Once the pipelines have been setup, they will continue to run as per the schedule. However you might want to load the historical data due to one of the many reasons including:

  • Adding data to warehouse for historical analysis
  • Maintaining health and quality of the warehouse
  • Back dated data addition to the source
tip

The historical load is relevant only for the incremental dedupe feeds.


To run historical load - Navigate to the Integrations -> { Your Integration } and select your dataset.

On opening the drawer you will see it populated with the Pipeline Variables. In the above example I want to run historical load by using querydate variable and given the data volume we want to load data of one day at a time.

  • Select the variable
  • Mark it as a date variable
  • Define the start_value, end_value, skip time unit as 1 and time unit as day
  • Select the time format

Doing the above will generate a date for each of the days between start_value and end_value.

Examples

  • Backload by a single date: For only one date variable: query_date

    1. start_value as 01/01/2021, end_value, skip_time_unit = 1, time unit = DAY as 31/12/2021, 365 dates for each of the days of the year will be generated and a pipeline run will be submitted with each day, i.e - 01/01/2021, 02/01/2021, 03/01/2021 .....31/12/2021

      365 pipeline runs will be submitted on submitting the form. Each of the pipeline run will correspond to each day.
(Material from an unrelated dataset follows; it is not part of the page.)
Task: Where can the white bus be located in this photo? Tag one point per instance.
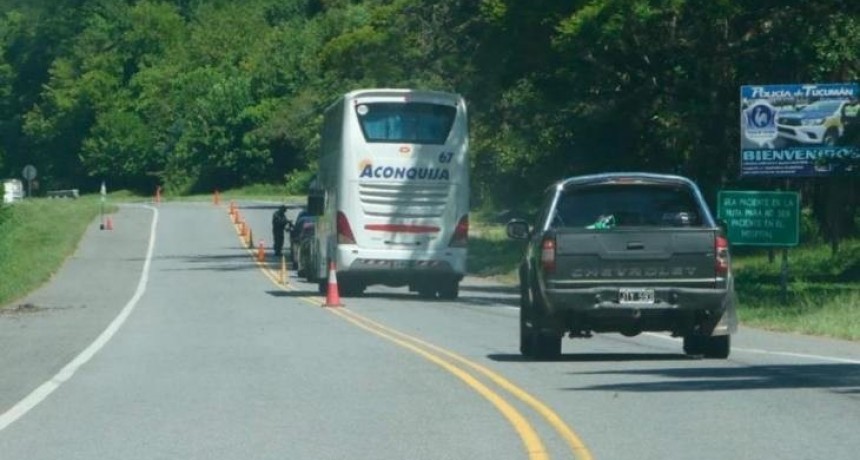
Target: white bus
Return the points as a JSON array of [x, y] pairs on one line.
[[392, 192]]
    2. start_value = 01/01/2021, end_value = 31/12/2021, skip_time_unit = 1, time unit = MONTH, 12 pipeline runs submitted with each having the start of the month value - 01/01/2021, 01/02/2021, 01/03/2021, .......01/12/2021

  • Backload by using a date range: Let's assume we have two pipeline variables and the API fetch happens by passing a date range (i.e. two pipeline variables) - start_date, end_date. To run the historical load I want to submit 12 runs having the following combination:
        { "start_date": 01/01/2021, "end_date": 31/01/2021}, 

{ "start_date": 01/02/2021, "end_date": 28/02/2021},

{ "start_date": 01/03/2021, "end_date": 31/03/2021},

....

{ "start_date": 01/12/2021, "end_date": 31/12/2021}

To generate these combinations, here's the setting to provide:

  • Additional parameters: If you want to provide any additional parameter, let's say fetch only the active records during the historical load, please follow the following process:

    • Add a pipeline variable - active = true

    • Under Historical load, keep the is_date flag off and provide a static value. Let's consider the above example and say we provide an additional static value is_Active=true, this is how the combinations will look:

          { "start_date": 01/01/2021, "end_date": 31/01/2021, "is_active": true}, 

      { "start_date": 01/02/2021, "end_date": 28/02/2021, "is_active": true},

      { "start_date": 01/03/2021, "end_date": 31/03/2021, "is_active": true},

      ....

      { "start_date": 01/12/2021, "end_date": 31/12/2021, "is_active": true}

Points to note

  1. Historical Load is a resource intensive process
  2. You can load data for a given date range and need not run a complete sync of the source and the destination
  3. The schema management and evolution will take place as the data is getting loaded.
  4. The pipelines run with a concurrency of 1, i.e. at any given time only one pipeline of the selected dataset will run. This is to avoid the race conditions in the data.

Pipeline Concurrency

ELT Data has a default concurrency of pipelines set to 1, i.e. any any given time only one instance of a pipeline will run. This is to avoid any race conditions in the data.

Among all the concurrent runs at any given time only one run would execute while the rest would stay in queue.

In the queue ordering is not maintained and any of the waiting runs can start executing.